One morning about a week after Marcus had left for the southern part of the State, McTeague found an oblong letter thrust through the letter-drop of the door of his Parlors. The address was typewritten. He opened it. The letter had been sent from the City Hall and was stamped in one corner with the seal of the State of California, very official; the form and file numbers superscribed.

McTeague had been making fillings when this letter arrived. He was in his Parlors, pottering over his movable rack underneath the bird cage in the bay window. He was making “blocks” to be used in large proximal cavities and “cylinders” for commencing fillings. He heard the postman’s step in the hall and saw the envelopes begin to shuttle themselves through the slit of his letter-drop. Then came the fat oblong envelope, with its official seal, that dropped flatwise to the floor with a sodden, dull impact.

The dentist put down the broach and scissors and gathered up his mail.
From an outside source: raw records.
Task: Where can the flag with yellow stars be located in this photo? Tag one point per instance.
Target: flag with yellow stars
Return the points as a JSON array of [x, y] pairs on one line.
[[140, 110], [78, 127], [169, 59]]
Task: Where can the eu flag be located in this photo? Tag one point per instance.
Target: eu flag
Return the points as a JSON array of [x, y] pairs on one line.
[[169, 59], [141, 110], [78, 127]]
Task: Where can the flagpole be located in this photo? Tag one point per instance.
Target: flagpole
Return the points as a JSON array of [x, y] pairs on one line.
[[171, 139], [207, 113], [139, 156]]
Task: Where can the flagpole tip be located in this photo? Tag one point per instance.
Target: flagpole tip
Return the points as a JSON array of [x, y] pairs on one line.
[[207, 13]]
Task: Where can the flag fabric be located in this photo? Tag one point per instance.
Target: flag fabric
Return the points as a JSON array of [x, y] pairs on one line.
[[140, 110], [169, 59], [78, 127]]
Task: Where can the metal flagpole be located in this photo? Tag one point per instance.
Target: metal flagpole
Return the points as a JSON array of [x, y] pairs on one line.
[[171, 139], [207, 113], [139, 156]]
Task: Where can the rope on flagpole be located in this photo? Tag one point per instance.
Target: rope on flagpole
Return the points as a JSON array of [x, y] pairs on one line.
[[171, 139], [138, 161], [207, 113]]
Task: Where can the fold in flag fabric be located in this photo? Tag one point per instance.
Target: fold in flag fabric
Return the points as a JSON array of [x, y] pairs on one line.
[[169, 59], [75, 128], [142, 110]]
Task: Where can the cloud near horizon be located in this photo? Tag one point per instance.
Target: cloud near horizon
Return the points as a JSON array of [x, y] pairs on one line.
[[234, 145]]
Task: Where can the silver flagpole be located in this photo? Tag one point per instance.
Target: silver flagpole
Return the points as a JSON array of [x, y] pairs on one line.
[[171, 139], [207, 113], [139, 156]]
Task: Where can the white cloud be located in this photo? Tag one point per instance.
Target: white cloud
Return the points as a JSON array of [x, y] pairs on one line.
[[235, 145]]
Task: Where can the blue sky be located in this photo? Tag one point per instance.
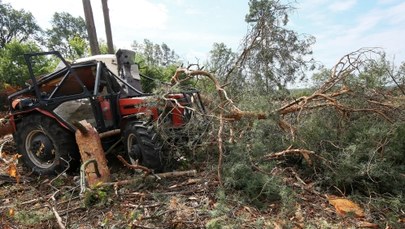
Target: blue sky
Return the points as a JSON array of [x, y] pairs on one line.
[[190, 27]]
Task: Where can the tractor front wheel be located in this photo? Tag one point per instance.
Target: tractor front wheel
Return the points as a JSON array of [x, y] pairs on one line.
[[143, 144], [45, 146]]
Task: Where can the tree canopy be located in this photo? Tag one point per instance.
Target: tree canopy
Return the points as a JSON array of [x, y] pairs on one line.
[[17, 24], [68, 35]]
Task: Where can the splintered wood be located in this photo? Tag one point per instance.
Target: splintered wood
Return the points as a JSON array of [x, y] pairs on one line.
[[5, 127], [90, 147]]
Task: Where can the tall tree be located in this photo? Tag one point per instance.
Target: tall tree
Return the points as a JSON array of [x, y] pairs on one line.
[[66, 28], [107, 25], [17, 24], [273, 55], [91, 28], [13, 68]]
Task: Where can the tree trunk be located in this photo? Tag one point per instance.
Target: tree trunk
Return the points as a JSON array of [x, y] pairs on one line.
[[91, 28], [5, 128], [90, 147], [107, 25]]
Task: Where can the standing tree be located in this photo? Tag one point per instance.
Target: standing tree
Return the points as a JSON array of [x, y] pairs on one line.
[[13, 68], [67, 30], [16, 24], [91, 28], [273, 55], [107, 25]]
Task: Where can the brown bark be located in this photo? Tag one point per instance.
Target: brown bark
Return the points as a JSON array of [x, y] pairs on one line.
[[107, 25], [90, 147], [5, 127], [91, 28]]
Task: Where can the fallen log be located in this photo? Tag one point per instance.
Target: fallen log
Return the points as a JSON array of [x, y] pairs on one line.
[[90, 148], [150, 178]]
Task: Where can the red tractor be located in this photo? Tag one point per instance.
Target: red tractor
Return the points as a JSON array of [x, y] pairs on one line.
[[105, 91]]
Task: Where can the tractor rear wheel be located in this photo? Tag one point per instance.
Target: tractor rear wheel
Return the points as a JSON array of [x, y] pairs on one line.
[[45, 146], [143, 144]]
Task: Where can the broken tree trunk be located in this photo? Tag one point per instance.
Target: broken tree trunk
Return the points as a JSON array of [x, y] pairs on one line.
[[90, 148], [5, 127]]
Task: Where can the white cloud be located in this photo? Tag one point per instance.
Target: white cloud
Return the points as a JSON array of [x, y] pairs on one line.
[[342, 5], [138, 14]]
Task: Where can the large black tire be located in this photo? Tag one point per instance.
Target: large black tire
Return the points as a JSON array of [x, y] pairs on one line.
[[142, 143], [46, 147]]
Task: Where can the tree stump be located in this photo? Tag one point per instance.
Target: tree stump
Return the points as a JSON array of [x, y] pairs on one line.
[[5, 127], [90, 148]]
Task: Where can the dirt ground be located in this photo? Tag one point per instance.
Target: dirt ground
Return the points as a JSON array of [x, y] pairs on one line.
[[182, 202]]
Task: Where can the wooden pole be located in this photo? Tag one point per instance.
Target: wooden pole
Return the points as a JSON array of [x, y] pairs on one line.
[[107, 25], [91, 28]]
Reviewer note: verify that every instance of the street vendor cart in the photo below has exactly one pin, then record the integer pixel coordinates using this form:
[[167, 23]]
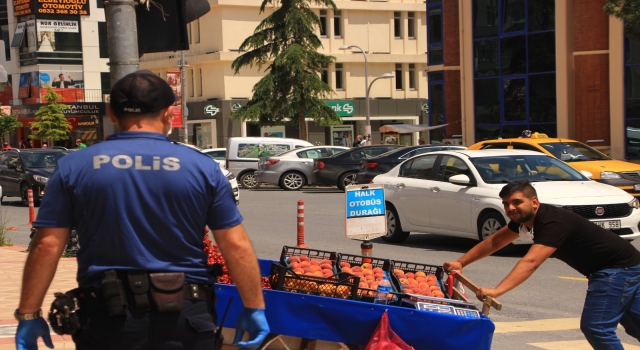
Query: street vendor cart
[[352, 322]]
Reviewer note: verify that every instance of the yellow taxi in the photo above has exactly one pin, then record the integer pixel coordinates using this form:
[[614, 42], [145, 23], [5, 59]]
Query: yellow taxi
[[619, 173]]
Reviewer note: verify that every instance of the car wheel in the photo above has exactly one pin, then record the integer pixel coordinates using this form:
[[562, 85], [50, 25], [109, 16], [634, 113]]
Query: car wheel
[[24, 194], [292, 181], [394, 228], [490, 224], [249, 180], [346, 180]]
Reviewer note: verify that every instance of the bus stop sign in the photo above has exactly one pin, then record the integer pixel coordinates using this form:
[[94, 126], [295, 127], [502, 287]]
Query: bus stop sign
[[365, 212]]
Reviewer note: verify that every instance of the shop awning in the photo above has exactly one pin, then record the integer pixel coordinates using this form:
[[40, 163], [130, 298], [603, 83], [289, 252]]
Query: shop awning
[[408, 128]]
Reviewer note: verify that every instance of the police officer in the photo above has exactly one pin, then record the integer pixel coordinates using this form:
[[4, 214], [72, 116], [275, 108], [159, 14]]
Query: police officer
[[140, 204]]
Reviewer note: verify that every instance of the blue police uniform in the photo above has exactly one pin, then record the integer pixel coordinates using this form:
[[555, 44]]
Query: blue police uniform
[[140, 202]]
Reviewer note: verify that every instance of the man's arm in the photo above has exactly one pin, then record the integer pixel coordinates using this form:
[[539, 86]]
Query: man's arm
[[44, 254], [242, 264], [537, 254], [483, 249]]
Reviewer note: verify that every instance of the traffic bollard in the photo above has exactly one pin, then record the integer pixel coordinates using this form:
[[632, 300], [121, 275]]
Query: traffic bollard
[[301, 225], [366, 247], [32, 211]]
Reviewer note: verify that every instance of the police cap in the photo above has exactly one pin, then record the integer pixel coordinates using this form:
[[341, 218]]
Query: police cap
[[141, 92]]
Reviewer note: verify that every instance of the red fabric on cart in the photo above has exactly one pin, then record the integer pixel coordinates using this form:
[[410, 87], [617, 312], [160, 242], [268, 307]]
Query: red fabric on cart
[[384, 338]]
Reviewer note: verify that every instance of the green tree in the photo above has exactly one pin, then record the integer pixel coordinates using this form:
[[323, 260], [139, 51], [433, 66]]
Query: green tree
[[51, 124], [292, 87], [629, 12], [8, 124]]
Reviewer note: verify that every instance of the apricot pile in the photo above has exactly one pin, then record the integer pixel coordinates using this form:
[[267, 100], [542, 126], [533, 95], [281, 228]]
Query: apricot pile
[[369, 277], [304, 265], [419, 283]]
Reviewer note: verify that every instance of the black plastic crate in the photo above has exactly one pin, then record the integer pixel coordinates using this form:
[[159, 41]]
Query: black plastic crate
[[341, 285], [406, 266], [368, 294]]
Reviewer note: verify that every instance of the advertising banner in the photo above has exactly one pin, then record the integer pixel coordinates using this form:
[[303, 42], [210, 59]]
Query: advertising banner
[[365, 211], [62, 7], [174, 80]]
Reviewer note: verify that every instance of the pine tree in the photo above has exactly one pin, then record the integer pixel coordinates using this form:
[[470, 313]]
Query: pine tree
[[292, 87], [8, 124], [629, 12], [51, 124]]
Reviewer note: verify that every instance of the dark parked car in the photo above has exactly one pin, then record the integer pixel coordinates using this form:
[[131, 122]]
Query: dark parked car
[[381, 164], [341, 169], [27, 169]]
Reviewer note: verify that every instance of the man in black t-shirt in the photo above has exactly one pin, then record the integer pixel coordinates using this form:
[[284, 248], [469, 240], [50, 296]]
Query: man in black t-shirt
[[611, 263]]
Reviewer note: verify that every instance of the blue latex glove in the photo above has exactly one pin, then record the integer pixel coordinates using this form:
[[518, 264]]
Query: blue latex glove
[[28, 333], [255, 323]]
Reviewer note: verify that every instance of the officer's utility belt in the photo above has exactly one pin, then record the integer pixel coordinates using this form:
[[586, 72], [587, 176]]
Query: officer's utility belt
[[156, 291]]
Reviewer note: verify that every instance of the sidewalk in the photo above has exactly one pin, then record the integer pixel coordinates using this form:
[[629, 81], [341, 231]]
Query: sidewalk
[[11, 264]]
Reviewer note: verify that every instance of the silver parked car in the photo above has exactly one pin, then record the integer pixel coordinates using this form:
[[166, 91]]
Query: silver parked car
[[292, 170]]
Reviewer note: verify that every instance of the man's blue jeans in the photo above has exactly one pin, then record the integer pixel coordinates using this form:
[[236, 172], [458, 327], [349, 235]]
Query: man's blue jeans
[[613, 297]]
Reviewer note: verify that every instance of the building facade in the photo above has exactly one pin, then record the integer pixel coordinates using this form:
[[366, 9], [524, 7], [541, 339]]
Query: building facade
[[60, 45], [560, 67], [392, 33]]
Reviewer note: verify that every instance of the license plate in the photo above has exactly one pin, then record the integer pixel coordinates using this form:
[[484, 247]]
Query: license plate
[[611, 224]]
There were four letters altogether. One was for Trina, in Selina’s “elegant” handwriting; another was an advertisement of a new kind of operating chair for dentists; the third was a card from a milliner on the next block, announcing an opening; and the fourth, contained in the fat oblong envelope, was a printed form with blanks left for names and dates, and addressed to McTeague, from an office in the City Hall. McTeague read it through laboriously. “I don’ know, I don’ know,” he muttered, looking stupidly at the rifle manufacturer’s calendar. Then he heard Trina, from the kitchen, singing as she made a clattering noise with the breakfast dishes. “I guess I’ll ask Trina about it,” he muttered.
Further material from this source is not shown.